While our athletes were bringing home the bacon from Beijing yours truly was ploughing a furrow at the less glamorous end of British sport. The Woodcote Sportif was Matthew’s idea and, as is often the case when other folks are in charge, I turned up unprepared. Last minute snacks from the garage and air from a borrowed track pump saw me through scrutineering (or is it scrutinising) in a somewhat muddy field and before I had time to say “I’ve just cleaned this bloomin’ bike” we were off.
Actually I did have time to say just that but we were off in any case. The route seemed largely unmarshalled but it was very well marked with lots of orange signs and little bits of orange streamer tied to bushes to confirm that one had taken the correct route. The hilly course is more or less cupped in a meander of the Thames between Benson and Shiplake and passes through Sonning (although some way from the river). This proximity to my old boating ground gave it a lovely, homely English feel. By contrast the arable uplands were very Tour de France in feel with bright yellow fields of corn and the odd wizened field of nasty CAP alien rapeseed.
The very brightness of the open spaces made the narrow tree covered lanes seem dark and introduced a genuine element of danger. The recent heavy rain had washed lots of gravel onto the road arranged it in unpredictable rivulets. In some cases you had to just point the bike and hope that nothing was coming the other way. The flint component of the local geology was playing havoc with tyres. One chap we met had had four punctures and the roadsides looked like something from the retreat to Dunkirk – scattered as they were with partly dismantled machinery.

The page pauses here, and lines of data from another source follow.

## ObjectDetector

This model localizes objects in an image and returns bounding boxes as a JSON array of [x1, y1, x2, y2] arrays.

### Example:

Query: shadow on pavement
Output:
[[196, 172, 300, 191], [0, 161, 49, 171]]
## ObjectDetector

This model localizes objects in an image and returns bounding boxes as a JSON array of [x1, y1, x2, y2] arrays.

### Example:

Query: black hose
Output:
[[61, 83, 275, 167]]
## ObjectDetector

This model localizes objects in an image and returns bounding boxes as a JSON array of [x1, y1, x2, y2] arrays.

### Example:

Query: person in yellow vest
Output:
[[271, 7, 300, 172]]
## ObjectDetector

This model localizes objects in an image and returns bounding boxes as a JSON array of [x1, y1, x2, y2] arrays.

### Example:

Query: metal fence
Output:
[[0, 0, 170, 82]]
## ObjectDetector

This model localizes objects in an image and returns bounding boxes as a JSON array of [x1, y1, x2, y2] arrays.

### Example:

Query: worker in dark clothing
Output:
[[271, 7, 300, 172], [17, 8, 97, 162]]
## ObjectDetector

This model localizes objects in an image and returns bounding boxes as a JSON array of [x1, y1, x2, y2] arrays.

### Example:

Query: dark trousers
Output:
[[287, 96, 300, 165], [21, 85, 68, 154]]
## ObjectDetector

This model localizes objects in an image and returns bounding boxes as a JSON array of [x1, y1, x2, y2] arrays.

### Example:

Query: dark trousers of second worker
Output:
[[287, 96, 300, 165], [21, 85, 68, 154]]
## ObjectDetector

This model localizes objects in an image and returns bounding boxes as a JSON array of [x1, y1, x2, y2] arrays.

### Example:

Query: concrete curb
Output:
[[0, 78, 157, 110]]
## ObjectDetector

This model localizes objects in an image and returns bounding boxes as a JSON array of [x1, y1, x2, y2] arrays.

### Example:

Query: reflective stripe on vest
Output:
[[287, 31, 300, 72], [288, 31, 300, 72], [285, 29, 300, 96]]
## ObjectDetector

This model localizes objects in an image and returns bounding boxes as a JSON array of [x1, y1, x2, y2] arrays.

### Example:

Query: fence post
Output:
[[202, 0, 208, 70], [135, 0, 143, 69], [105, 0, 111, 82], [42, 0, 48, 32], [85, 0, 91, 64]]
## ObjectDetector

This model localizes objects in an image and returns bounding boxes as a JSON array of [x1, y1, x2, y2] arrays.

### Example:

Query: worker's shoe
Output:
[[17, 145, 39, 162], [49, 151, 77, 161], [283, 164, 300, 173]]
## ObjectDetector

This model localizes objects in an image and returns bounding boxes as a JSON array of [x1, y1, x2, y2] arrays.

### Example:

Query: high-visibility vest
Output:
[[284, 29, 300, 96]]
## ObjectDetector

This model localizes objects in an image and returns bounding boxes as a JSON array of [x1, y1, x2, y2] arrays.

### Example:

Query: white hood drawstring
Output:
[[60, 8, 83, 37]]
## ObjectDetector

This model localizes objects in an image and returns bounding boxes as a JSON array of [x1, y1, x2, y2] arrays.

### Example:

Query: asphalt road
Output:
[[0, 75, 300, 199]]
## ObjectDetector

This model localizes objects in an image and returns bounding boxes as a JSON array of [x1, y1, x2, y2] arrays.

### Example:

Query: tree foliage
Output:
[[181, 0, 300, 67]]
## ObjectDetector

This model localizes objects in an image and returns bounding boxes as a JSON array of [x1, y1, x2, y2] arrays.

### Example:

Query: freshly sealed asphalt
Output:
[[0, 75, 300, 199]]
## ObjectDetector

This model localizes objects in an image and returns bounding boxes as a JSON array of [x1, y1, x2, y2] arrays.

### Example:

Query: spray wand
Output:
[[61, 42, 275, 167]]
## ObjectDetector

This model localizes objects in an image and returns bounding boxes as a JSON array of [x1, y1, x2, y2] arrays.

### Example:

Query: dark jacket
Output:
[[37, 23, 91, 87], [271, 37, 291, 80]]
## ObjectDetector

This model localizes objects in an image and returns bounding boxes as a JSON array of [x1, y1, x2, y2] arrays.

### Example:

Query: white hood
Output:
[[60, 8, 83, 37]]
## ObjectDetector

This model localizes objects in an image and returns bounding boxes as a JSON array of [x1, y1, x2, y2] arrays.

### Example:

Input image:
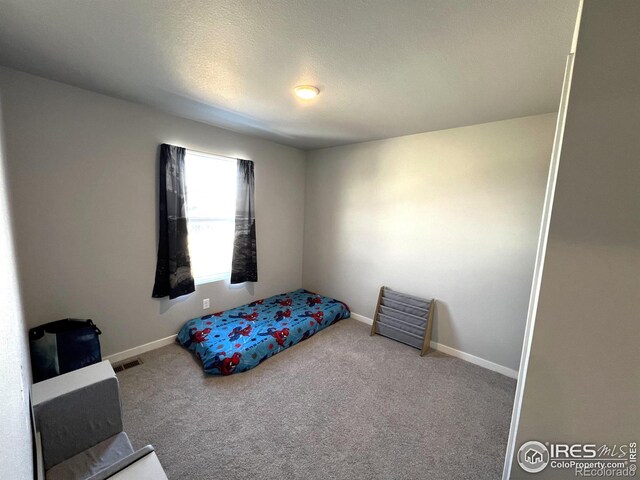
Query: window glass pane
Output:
[[185, 150, 237, 283]]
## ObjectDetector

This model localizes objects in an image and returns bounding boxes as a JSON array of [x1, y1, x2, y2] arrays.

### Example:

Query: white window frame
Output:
[[185, 148, 238, 285]]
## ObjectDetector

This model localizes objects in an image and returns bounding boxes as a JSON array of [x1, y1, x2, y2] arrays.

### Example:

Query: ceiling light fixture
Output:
[[293, 85, 320, 100]]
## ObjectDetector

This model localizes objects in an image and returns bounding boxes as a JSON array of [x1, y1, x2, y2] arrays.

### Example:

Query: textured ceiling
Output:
[[0, 0, 578, 149]]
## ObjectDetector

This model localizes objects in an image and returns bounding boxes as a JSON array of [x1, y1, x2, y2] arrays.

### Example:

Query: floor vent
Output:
[[113, 358, 142, 373]]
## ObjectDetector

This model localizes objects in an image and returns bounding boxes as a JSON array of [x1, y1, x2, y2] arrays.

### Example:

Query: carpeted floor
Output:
[[118, 319, 515, 480]]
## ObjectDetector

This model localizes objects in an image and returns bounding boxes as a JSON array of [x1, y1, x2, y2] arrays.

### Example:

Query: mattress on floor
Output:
[[177, 289, 350, 375]]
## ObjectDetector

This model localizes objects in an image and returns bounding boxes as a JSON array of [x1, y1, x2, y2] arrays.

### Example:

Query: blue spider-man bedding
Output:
[[177, 289, 350, 375]]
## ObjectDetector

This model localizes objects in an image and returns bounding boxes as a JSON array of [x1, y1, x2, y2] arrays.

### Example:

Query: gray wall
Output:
[[304, 114, 556, 370], [511, 0, 640, 480], [0, 88, 33, 479], [0, 68, 305, 355]]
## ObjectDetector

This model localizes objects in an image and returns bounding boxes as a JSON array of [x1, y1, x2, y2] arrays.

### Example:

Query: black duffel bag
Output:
[[29, 318, 102, 382]]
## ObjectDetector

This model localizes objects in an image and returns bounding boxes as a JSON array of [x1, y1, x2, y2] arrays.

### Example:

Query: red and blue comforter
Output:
[[177, 289, 350, 375]]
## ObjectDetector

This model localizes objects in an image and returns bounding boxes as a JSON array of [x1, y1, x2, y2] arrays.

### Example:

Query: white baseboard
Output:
[[351, 312, 518, 378], [103, 335, 176, 364]]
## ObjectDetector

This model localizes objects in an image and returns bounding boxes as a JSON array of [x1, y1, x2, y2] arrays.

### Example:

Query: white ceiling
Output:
[[0, 0, 578, 149]]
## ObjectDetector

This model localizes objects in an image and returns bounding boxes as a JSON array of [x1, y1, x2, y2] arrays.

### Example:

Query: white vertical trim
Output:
[[502, 43, 582, 480], [351, 312, 518, 378]]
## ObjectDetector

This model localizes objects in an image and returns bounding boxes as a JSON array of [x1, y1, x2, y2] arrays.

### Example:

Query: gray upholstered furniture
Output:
[[31, 361, 167, 480]]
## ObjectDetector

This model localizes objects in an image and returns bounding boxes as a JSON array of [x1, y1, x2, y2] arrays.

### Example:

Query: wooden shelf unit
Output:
[[371, 286, 436, 356]]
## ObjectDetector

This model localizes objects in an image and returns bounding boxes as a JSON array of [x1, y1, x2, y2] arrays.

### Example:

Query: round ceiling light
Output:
[[293, 85, 320, 100]]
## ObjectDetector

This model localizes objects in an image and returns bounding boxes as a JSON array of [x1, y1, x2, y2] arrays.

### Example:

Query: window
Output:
[[185, 150, 237, 285]]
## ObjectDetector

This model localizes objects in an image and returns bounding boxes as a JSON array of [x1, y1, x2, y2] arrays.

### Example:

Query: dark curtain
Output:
[[152, 143, 195, 298], [231, 159, 258, 283]]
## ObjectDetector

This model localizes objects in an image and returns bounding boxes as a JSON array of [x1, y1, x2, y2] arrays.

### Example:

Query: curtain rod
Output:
[[185, 147, 244, 160]]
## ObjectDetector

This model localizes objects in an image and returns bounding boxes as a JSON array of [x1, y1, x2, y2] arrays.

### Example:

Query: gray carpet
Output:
[[118, 319, 515, 480]]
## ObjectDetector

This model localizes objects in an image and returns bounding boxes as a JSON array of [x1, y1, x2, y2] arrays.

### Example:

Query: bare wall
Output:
[[510, 0, 640, 479], [0, 87, 33, 479], [0, 68, 305, 355], [303, 114, 556, 370]]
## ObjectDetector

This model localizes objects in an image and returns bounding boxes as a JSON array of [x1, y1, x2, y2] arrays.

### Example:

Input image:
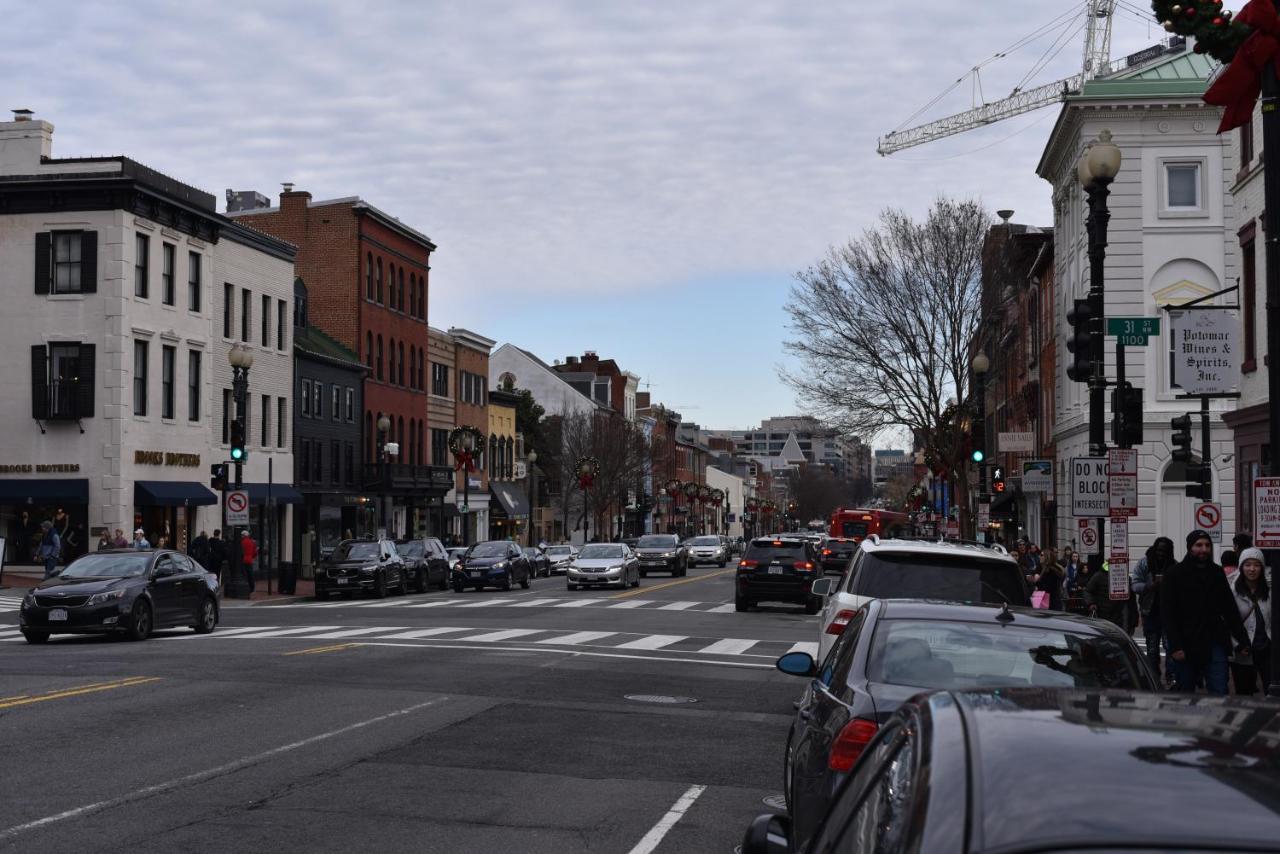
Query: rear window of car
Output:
[[867, 620, 1156, 690], [849, 552, 1030, 604]]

Performancewise it was something of a curate’s egg. El Punisher was somewhat faster than me on the flat and Matthew D was perhaps a slower on the descents. I was generally pathetic on climbs. My biggest humiliation came when I was tipped into a thorny thicket by the draft of a passing white van and the prize for ‘most like the set-up scenes from Casualty’ goes to our encounter with a huge piece of farm machinery and a highly volatile tanker.
On the whole I think we did relatively well to knock off the 75miles in five hours something (which included a lot of cake eating).